[time-nuts] Crystal filters in test equipment

Richard (Rick) Karlquist richard at karlquist.com
Fri Mar 27 00:04:26 UTC 2020


On 3/26/2020 3:03 PM, Perry Sandeen via time-nuts wrote:
> Learned Gentlemen,
> Both the HP 106 and 107 have a post oscillator crystal filter.  There is also a 10 MHz crystal filter used in my Tracor 527E FDM.
> So the question I have is there anything to be gained by adding 10 MHz crystal filters to the 10811 and similar OCXO's?  They are very inexpensive to purchase.
> Regards,
> Perrier
> _______________________________________________

I never knew those oscillators had filters, even though
I worked for HP.  My understanding is that the flicker
noise of a crystal oscillator is established by the
crystal, as opposed to the electronics.  A crystal
filter using a similar crystal could not clean up
flicker noise.  However, it could follow the buffer
amplifier and clean up far out phase noise.  I am
thinking that is why those models have filters.

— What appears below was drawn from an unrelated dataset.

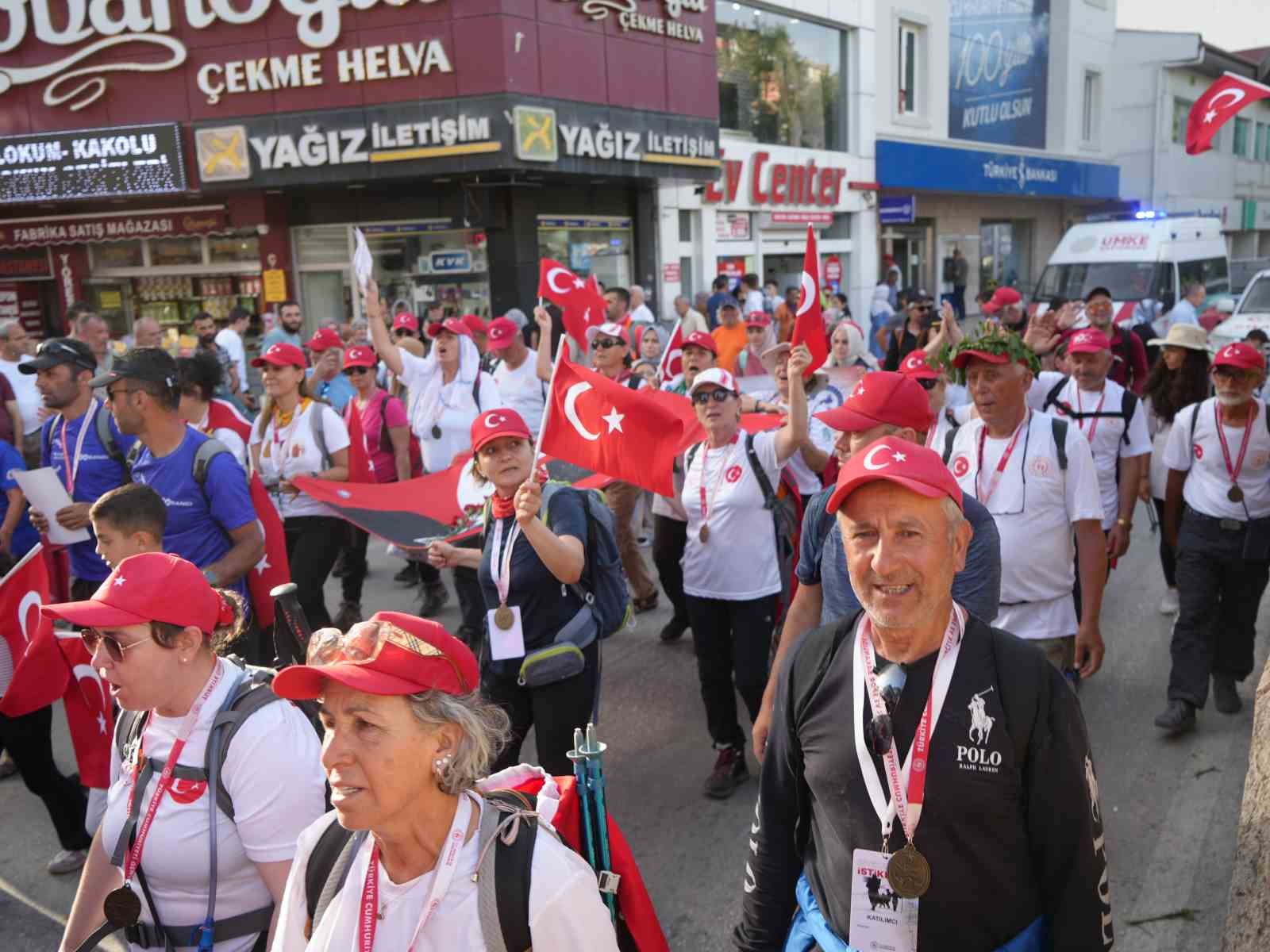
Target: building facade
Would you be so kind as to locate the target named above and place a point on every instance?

The 10811 has an improved buffer that has very low
far out phase noise, so I am thinking that there
is no need for a post filter.  In all my time at HP,
no one ever suggested a 10811 post filter.

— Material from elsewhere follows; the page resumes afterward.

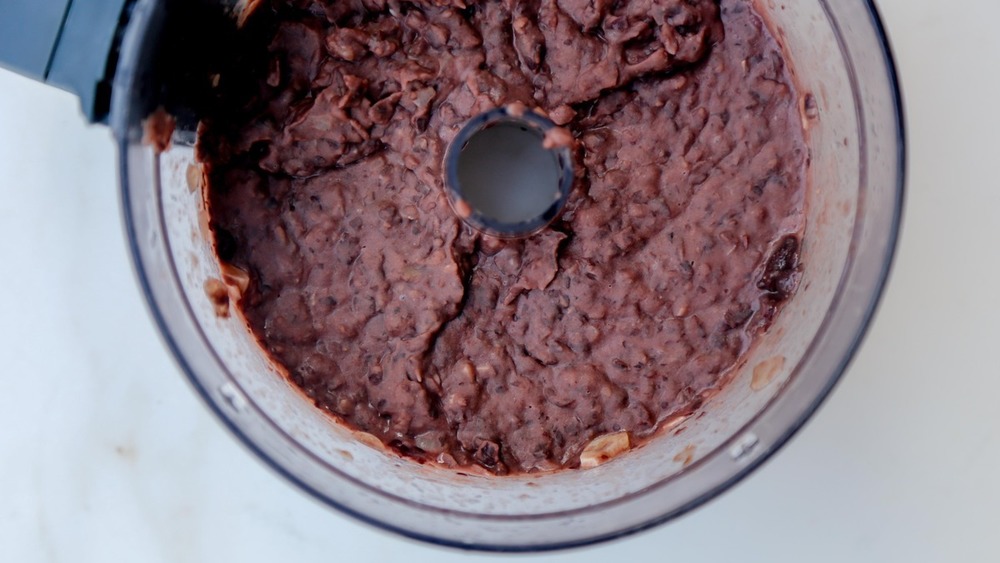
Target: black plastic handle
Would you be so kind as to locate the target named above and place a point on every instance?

"inexpensive to purchase" filters would probably not
have good enough flicker noise and would degrade the
close in noise.

The 8662 sig gen multiplies 10 MHz to 80 MHz and then
has an 80 MHz crystal filter to clean up far out
phase noise.  That makes more sense than a filter at
the oscillator frequency.

If you really need lower far out phase noise than
the 10811 offers, you can redesign the 2nd and 3rd
buffer amplifier stages.  The 10811 designers knowingly
degraded the phase noise in those stages because of
requirements to be backward compatible with 10544
sockets.  They made a one-off demonstration oscillator
coded named "Barnabus" with ultra low noise.  It always
seemed to be the proverbial "solution in search of a problem."

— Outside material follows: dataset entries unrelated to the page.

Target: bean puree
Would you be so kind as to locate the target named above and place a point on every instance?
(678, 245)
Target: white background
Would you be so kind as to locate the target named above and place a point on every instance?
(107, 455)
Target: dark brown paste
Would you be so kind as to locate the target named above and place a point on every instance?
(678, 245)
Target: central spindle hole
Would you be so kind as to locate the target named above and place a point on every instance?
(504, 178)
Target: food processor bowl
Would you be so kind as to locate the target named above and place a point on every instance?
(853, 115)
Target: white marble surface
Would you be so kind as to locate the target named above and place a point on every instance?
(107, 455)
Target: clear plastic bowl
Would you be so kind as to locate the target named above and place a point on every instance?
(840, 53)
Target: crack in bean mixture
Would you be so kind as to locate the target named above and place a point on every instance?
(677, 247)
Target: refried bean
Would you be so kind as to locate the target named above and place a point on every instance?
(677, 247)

When I was designing the E1938A oscillator, I remember
reading some papers about crystal oscillators that
had a 2nd crystal that was installed in a Wheatstone
bridge and used to servo the frequency of the oscillator
to reduce temperature drift.  The breakthrough in the
E19838A was to put the crystal in a bridge while
simultaneously using it to make an oscillator.